In the midst of these peaceful scenes was perpetrated a cruel wrong,
and an inoffensive people banished by the mandate of a tyrant!
In that beautiful poem, parts of which one unconsciously "gets by
heart", or falls into the habit of quoting when sojourning in this
lovely region, Basil the blacksmith says: -
"Louisburg is not forgotten, nor Beau-Séjour nor Port Royal;"
and having held an impromptu history class on the subject of the last
mentioned, we turn our attention to the other fortified points of which
"the hasty and somewhat irascible" sledge-wielder spoke.
By the treaty of Utrecht in 1713 Acadia was ceded to the English; but
the French colonists, in taking the oath of allegiance to their new
rulers (1727-28), were promised that they should not be required at any
time to take up arms against France. They were now in the position of
Neutrals, and by that name were known; but this placed them in an
awkward predicament, as they were suspected by both contending powers.
The English hated them, believing their sympathies to be with the
French; while even their countrymen in Canada were distrustful of them,
urging them to withdraw.
The English colonists, fearing the extension of the French possessions,
and having Puritanical aversion of Roman Catholicism, - of which the
Neutrals were devout adherents, - entered upon the expedition against
the French forts with the zeal of fanatics, seeming in some instances to
consider their incursions in the light of religious crusades.
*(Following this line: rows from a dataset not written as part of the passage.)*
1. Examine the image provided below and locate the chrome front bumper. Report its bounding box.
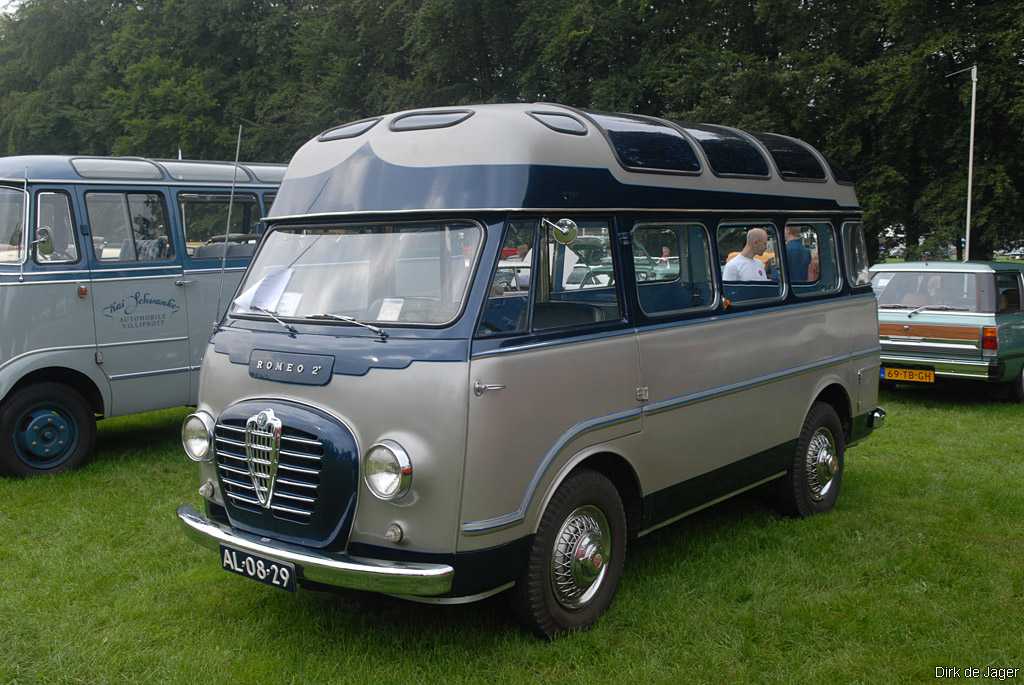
[178,505,455,597]
[882,351,997,381]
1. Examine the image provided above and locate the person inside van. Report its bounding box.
[785,225,813,283]
[722,228,768,281]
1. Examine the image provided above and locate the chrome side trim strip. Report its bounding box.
[96,336,188,347]
[461,347,881,536]
[177,505,455,596]
[264,206,864,222]
[391,581,515,606]
[111,367,190,381]
[0,344,96,369]
[637,471,786,538]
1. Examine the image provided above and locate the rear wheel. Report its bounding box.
[778,402,846,517]
[512,469,626,639]
[0,383,96,476]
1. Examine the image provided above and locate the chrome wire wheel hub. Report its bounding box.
[551,505,611,609]
[805,426,839,502]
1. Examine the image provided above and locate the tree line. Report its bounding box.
[0,0,1024,257]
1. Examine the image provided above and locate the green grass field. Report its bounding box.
[0,388,1024,685]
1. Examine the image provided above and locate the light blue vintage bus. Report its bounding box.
[0,156,285,475]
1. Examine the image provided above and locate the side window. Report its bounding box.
[532,218,622,331]
[35,192,78,264]
[843,221,871,286]
[178,192,260,259]
[0,185,25,264]
[718,222,783,304]
[783,221,842,296]
[477,221,537,337]
[85,192,174,261]
[995,271,1021,314]
[633,223,715,316]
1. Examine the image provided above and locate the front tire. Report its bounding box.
[779,402,846,511]
[512,469,627,639]
[0,382,96,476]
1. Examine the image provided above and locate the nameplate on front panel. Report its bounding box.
[249,349,334,385]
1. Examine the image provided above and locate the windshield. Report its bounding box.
[231,221,482,326]
[871,271,995,313]
[0,187,25,264]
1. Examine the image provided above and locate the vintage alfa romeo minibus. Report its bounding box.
[178,104,884,636]
[0,156,285,475]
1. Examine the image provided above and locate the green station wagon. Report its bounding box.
[871,262,1024,401]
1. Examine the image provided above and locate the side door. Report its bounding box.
[174,188,261,403]
[462,217,640,532]
[82,186,191,415]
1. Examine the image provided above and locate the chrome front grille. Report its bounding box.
[215,419,324,523]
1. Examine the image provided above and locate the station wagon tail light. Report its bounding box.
[981,326,999,356]
[362,440,413,501]
[181,412,214,462]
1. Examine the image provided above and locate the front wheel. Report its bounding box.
[512,469,627,639]
[0,382,96,476]
[778,402,846,517]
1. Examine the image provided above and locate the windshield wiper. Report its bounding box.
[907,304,970,317]
[308,312,387,340]
[249,304,298,338]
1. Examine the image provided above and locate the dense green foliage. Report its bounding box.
[0,0,1024,254]
[0,384,1024,685]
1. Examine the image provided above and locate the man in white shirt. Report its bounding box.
[722,228,768,281]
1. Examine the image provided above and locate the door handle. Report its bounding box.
[473,379,505,397]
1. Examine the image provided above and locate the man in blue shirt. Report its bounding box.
[785,225,811,283]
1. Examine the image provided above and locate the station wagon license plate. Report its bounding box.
[882,367,935,383]
[220,545,295,592]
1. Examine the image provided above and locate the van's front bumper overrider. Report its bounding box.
[178,505,455,597]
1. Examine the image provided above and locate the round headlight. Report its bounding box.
[362,440,413,500]
[181,412,213,462]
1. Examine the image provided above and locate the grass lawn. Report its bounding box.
[0,388,1024,685]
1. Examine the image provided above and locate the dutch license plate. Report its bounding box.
[220,545,295,592]
[882,367,935,383]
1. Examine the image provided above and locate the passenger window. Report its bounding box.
[0,185,25,264]
[85,192,174,261]
[35,192,78,264]
[178,192,260,259]
[477,221,537,337]
[718,222,782,303]
[995,271,1021,314]
[843,221,871,286]
[633,223,715,316]
[532,218,622,331]
[783,221,842,296]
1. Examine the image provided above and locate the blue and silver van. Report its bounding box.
[172,104,884,636]
[0,156,285,475]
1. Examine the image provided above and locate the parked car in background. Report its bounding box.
[871,262,1024,400]
[0,156,285,475]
These "men whose lives glided on like rivers that water the woodlands",
whose descendants are to this day childlike and simple hearted, could
not understand these political distinctions, and naturally clung to the
pleasant farms which they had reclaimed from the sea and cultivated so
diligently, being most reluctant, of course, to leave those
"Strongly built houses, with frames of oak and of chestnut,
Such as the peasants of Normandy built in the reign of the Henries.
Thatched were the roofs, with dormer windows, and gables projecting
Over the basement below protected and shaded the doorway."
The French dominions were guarded by a chain of forts extending all
along the Atlantic coast, from the St. Lawrence to the Gulf of Mexico.
That on Cape Breton Island, which protected the approach to the St.
Lawrence, was considered invincible, its walls being thirty feet high,
forty feet thick, and surrounded by a moat eighty feet in width.